Campylobacter jejuni is a slender, spirally curved, motile Gram-negative rod belonging to the Campylobacteraceae family (Figure 1). The bacterium is approximately 4 μm (micrometres) in length by 0.2 μm to 0.5 μm in width, and possesses a single polar flagellum at one or both ends of the cell. If environmental pressures are placed on the bacteria, such as drying, heating, disinfectants or acidic conditions, they are capable of converting to a coccal form from their native spiral morphology. This is one reason why identifying this pathogen poses a challenge to microbiologists.
C. jejuni is optimally grown on sheep blood agar with limited exposure to oxygen (5 to 10% of that found in the atmosphere) (Figure 2). Its requirement for reduced levels of oxygen suggests that this species is microaerophilic. Furthermore, C. jejuni utilizes a relatively large supply of serine, proline, aspartate, and glutamate; this may be a way to identify the bacteria if whether it can grow well in a culture enriched with these amino acids.
Infection by C. jejuni is common, resulting in 400 million cases of human enterocolitis every year. Generally, human infections caused by C. jejuni are higher in countries with low sanitation. Poor countries with poor water treatment tend to have water sources infected with this pathogen. The most troubling symptoms are observed in children than in adults simply because the immune system does not respond effectively to repeated infections at a young age. The sites of tissue injury include the jejunum, the ileum, and the colon. It has been noted that when a host cell is infected with C. jejuni, there are at most three bacteria per cell, since their entrance rate into epithelial comprising the gastrointestinal tract is not optimal.

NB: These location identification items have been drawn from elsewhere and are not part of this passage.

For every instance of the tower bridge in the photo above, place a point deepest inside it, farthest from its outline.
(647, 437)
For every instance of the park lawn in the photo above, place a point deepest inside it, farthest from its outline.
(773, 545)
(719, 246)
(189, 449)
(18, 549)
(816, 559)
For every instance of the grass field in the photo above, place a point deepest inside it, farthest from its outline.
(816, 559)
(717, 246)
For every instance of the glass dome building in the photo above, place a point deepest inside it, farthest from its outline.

Most strains of C. jejuni produce a toxin, cytolethal distending toxin (Cdt), that hinders the cells from dividing and activating the immune system. Cdt is produced by several pathogenic bacteria. The toxin is made-up of three subunits, CdtA, CdtB and CdtC, which together form a ternary complex (Ohara et al., 2004). CdtB is the active component, and CdtA and CdtC are involved in delivering the CdtB into the cells. The sophisticated strategy of Cdt to control host cells is CdtB-mediated limited DNA damage of the host cell chromosome, which triggers the response of the cell cycle checkpoint and results in Gap 2 phase (G2) arrest in the cells (Ohara et al., 2004). Recall that the G2 phase is the phase just before mitosis, the gap between DNA synthesis and mitosis. Cdt also induces apoptotic cell death of lymphocytes, which may be relevant to onset or persistence of chronic infection by the producing bacteria. This helps the bacteria to evade the immune system and survive for a limited time in the cells. Another way C. jejuni evades its host's defenses is by genetically rearranging the genes that encode its flagella. By slightly changing the amino acid composition of the protein coding the flagella, it prevents antibodies specific for the flagella from binding, and so the host is unable to bind and induce a humoral or cell-mediated response against the pathogen. Normally, the flagellin would bind toll-like receptors (TLR-5) or B-cell receptors as a T-independent antigen and induce the activation of phagocytes and antigen-presenting cells to destroy the bacteria.
Ohara, M., Oswald, E. Sugai, M. (2004). Cytolethal Distending Toxin: A Bacterial Bullet Targeted to Nucleus. Journal of Biochemistry, 136(4); 409-413.